Liquidator John Kukulovski is resisting an application for an order that his fees and expenses be reviewed after a court terminated the Deed of Company Arrangement (DoCA) he was appointed to administer and ordered that any winding up of Mt Hira Investments Pty Ltd be stayed.
Kukulovski was appointed voluntary administrator (VA) of Mt Hira on October 3 2018 and became deed administrator on February 7, 2019.
But following an application brought by his appointor – the company’s sole director – the Supreme Court of Victoria on March 6 ordered that the DoCA be terminated.
Kukulovski had consented to the order for termination and the court declined to make an alternative order that the DoCA be set aside ‘ab initio’ and that Kukulovski repay his remuneration and disbursements.

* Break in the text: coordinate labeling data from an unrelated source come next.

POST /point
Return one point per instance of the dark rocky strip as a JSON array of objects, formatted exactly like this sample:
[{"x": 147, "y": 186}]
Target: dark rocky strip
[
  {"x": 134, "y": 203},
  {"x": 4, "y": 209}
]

This means the remaining issue for Chan & Naylor’s national insolvency partner – apart from any argument over legal fees – is an application for a review of his fees and expenses during his time as VA and then deed administrator.
Reading the affidavits of Kukulovski and the plaintiff director, Ayla Sahin suggests this matter will boil down to who can best back up their version of events because they are in key areas contradictory.
The director claims Kukulovski assured her he could fix her problems without a formal insolvency appointment and that she wasn’t aware of what she was signing when she placed the company into VA.
Kukulovski rejects any such claims and his version of events is supported by an affidavit deposed by one of his clients who referred Sahin to Kukulovski.
Mt Hira owns multiple investment properties in various Melbourne suburbs but since the death of the former director in 2014 the current director and her nephew and niece – who are co-executors of the deceased’s will – have fallen out.
The nephew and niece want their aunt removed as an executor and trustee of their late aunt’s estate and have placed caveats on all the properties.
The familial dispute led to the commencement of estate-style proceedings in 2015.
Complicating issues is that the sole director is also the guardian of the deceased’s young child, who is the beneficiary of the deceased’s shares in the company.
Sounds like there’s a lesson in this one.
The contest is scheduled to resume in court on April 4.